Similarly to a game of chess, one should anticipate several steps ahead. For Olivia, the potential chess moves, in summary, play out as follows:
1) CEQA DENIAL? If the Council had denied the CEQA categorical environmental review exemption, the developer would have mostly just repackaged CEQA review under a different document, and returned back with the project 6-9 months later. Every knowledgeable CEQA practitioner knows that this project is not going to result in significant and unavoidable CEQA impacts, and thus additional CEQA review is only going to delay the project without changing it.
2) PROJECT DENIAL? If the Council had denied the project approvals, the City would have been sued, the City would have lost and paid for the lawsuit, and the court would have likely ordered the project to be approved.

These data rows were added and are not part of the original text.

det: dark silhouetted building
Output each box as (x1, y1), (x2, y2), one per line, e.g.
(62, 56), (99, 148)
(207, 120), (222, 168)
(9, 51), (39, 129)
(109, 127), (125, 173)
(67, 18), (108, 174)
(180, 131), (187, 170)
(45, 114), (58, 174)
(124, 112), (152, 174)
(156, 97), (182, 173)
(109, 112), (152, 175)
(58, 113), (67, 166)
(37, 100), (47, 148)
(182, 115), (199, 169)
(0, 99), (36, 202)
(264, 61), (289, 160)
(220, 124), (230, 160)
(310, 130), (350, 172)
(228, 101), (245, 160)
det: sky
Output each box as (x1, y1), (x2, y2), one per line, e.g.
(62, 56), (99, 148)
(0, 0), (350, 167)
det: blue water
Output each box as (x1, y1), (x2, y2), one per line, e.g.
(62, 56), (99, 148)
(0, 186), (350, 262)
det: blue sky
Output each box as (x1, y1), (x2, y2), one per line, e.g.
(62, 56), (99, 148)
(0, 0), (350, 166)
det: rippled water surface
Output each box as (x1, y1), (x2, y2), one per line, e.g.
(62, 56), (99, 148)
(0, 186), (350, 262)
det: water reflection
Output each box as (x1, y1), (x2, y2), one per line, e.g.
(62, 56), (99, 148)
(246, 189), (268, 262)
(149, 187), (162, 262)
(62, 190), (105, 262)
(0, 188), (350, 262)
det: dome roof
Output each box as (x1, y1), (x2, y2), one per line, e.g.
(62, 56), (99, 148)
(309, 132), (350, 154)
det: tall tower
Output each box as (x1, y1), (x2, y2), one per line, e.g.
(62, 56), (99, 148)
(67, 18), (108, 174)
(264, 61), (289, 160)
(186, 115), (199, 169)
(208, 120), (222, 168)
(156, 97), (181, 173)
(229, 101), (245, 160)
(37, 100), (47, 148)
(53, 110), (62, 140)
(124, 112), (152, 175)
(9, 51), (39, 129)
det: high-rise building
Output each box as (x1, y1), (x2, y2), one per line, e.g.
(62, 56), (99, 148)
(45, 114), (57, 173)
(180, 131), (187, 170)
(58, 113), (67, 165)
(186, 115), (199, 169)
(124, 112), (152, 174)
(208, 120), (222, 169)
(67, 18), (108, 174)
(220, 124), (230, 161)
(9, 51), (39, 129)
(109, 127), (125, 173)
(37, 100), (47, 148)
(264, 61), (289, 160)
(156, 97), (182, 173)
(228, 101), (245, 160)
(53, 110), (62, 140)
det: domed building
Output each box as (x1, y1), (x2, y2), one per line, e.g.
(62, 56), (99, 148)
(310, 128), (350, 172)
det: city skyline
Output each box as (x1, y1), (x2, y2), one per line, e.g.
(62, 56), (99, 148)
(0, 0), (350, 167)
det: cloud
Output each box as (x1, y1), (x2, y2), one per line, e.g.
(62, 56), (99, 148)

3) LAWSUIT SETTLEMENT POSSIBILITY? The parties already engaged in mandatory settlement conferences, and none was reached since the lawsuit moved forward to the briefing phase. A typical developer would settle e.g. with a smaller project only if he could be guaranteed that no one would oppose the revised project. A substantially changed project would need to be re-approved by the Planning Commission. If just one person does not want any project or opposes the revised project, there are no guarantees that the revised project would not result in another Council appeal and lawsuit. Why would a developer settle only to be back in the same situation a year later? Recall that in Nov.-Dec. 2015, Jordan held two neighborhood meetings presenting 60- and 44-unit two-story projects — both were rejected by residents. Click for 2015 Pioneer Article.
4) CITY’S DECISION TO NOT DEFEND ITSELF? Regardless of what the City does, the developer will still file his brief and the judge will have the full record and citations to applicable case law and codes. Since the only plausible plaintiffs’ win and developer’s loss is additional work on CEQA (without changes to the project), one would assume that the developer would have already settled during the settlement conferences if he wanted to stop litigation. For the sake of argument, IF the City deciding not to defend itself were to impact the outcome, the developer would most likely choose between moving forward with the project after reworking CEQA review (=different format, no anticipated impacts, additional time and delay), or by switching to scenario 5 (below).
5) 100% AFFORDABLE HOUSING PROJECT? If or when the project turns into a 100% affordable housing project, using SB35 state law that eliminates any CEQA review and City discretionary approval authority, the full credit will go to Vice Mayor Wan and others who have followed his chess moves to that outcome. Whether intentional or not, this is the ultimate chess-mate when the developer in his view has played the game too long.
Fear-mongering? Not at all. This is simply taking a realistic look at what the different outcomes are couple moves ahead. FORESIGHT MATTERS. FISCAL RESPONSIBILITY MATTERS. Every councilmember should have the ability and willingness to govern and review projects based on facts and legal requirements only, and not based on campaign promises or expectations.